This is documentation for the next version of Tempo. For the latest stable release, go to the latest version.
Version 2.0 release notes
The Tempo team is pleased to announce the newest major release of Tempo: version 2.0!
Tempo 2.0’s headline feature is the introduction of TraceQL. TraceQL is a query language modeled on PromQL and LogQL that allows you to interactively extract insights from your trace data. It provides a powerful, flexible way to pinpoint the traces you need to answer questions about your systems and analyze traces based on their structure.
Continuing in the tradition of Tempo’s close integration with Grafana as a visualization layer, we’ve also added a TraceQL query editor to Grafana’s Tempo data source. The editor is available in Grafana Cloud and for open source users in Grafana 9.3.2. We encourage open source users to upgrade to Grafana 9.4 as soon as it is released to take advantage of some additional enhancements and bug fixes.
In addition to TraceQL, Tempo 2.0 also marks the promotion of the Apache Parquet block format to the new default storage format. With this change, the Tempo maintainers are signaling that this new format has received enough testing to be ready for broad adoption.

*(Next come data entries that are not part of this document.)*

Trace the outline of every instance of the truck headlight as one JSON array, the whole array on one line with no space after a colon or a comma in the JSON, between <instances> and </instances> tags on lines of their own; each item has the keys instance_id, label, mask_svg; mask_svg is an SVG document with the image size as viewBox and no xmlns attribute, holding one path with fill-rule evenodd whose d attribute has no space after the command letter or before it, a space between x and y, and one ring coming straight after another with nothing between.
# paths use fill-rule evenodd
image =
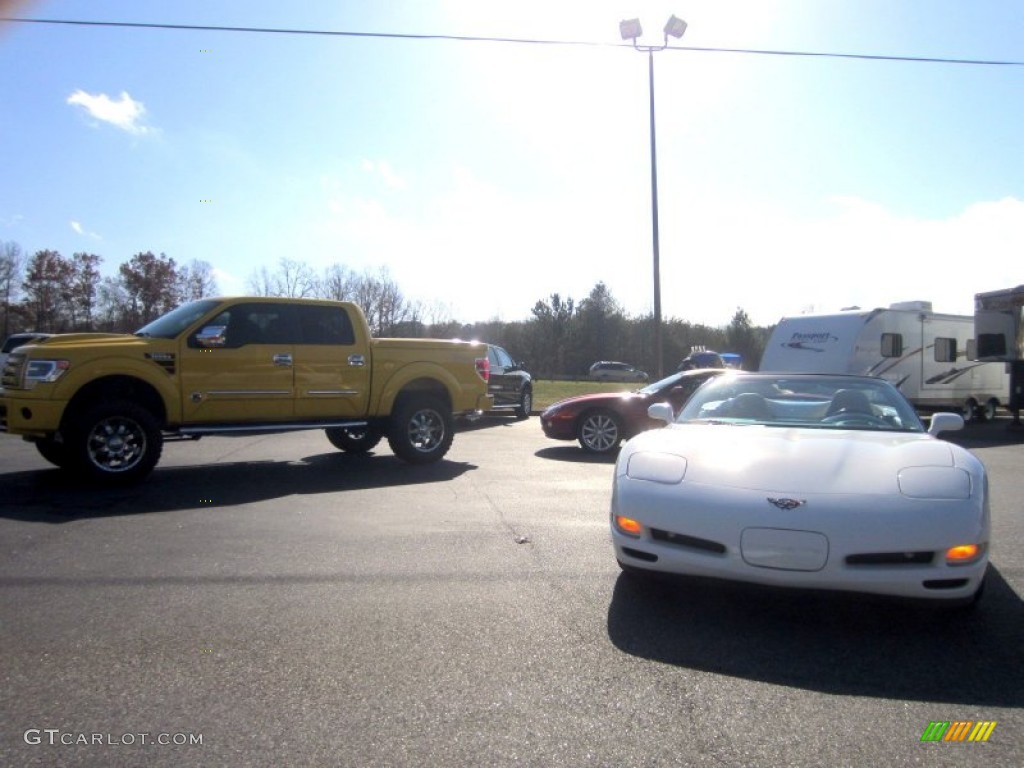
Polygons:
<instances>
[{"instance_id":1,"label":"truck headlight","mask_svg":"<svg viewBox=\"0 0 1024 768\"><path fill-rule=\"evenodd\" d=\"M25 386L51 384L71 367L68 360L29 360L25 364Z\"/></svg>"}]
</instances>

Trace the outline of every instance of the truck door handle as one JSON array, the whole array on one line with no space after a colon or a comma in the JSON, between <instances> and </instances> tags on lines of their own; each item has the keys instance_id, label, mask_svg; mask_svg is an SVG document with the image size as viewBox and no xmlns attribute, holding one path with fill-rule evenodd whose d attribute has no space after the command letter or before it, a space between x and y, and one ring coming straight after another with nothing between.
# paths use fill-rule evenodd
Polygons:
<instances>
[{"instance_id":1,"label":"truck door handle","mask_svg":"<svg viewBox=\"0 0 1024 768\"><path fill-rule=\"evenodd\" d=\"M274 365L287 367L292 364L292 356L290 352L280 352L274 355L272 359L274 361Z\"/></svg>"},{"instance_id":2,"label":"truck door handle","mask_svg":"<svg viewBox=\"0 0 1024 768\"><path fill-rule=\"evenodd\" d=\"M353 368L362 368L366 365L366 358L363 355L349 355L348 364Z\"/></svg>"}]
</instances>

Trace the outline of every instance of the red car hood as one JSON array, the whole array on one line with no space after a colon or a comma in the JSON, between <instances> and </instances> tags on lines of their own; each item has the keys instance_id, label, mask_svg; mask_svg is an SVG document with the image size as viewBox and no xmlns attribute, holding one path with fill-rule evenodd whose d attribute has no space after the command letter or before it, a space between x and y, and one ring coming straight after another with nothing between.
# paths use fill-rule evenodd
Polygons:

These two changes actually go hand-in-hand: without the increased search speed enabled by the Apache Parquet block format, it would be impossible to pull off the sophisticated queries made possible by TraceQL.
Note: For a complete list of changes and enhancements, refer to the Tempo 2.0 changelog.
Features and enhancements
Some of the most important features and enhancements in Tempo 2.0 are highlighted below.
TraceQL, the trace query language
Inspired by PromQL and LogQL, TraceQL is a query language designed for selecting traces in Tempo. TraceQL makes it possible to find traces that otherwise would have been difficult or even impossible to identify with Tempo’s existing search. It also makes it possible for you to understand the broad context for an event sequence. To understand more about why we built TraceQL and the use cases we think it unlocks, see our blog post.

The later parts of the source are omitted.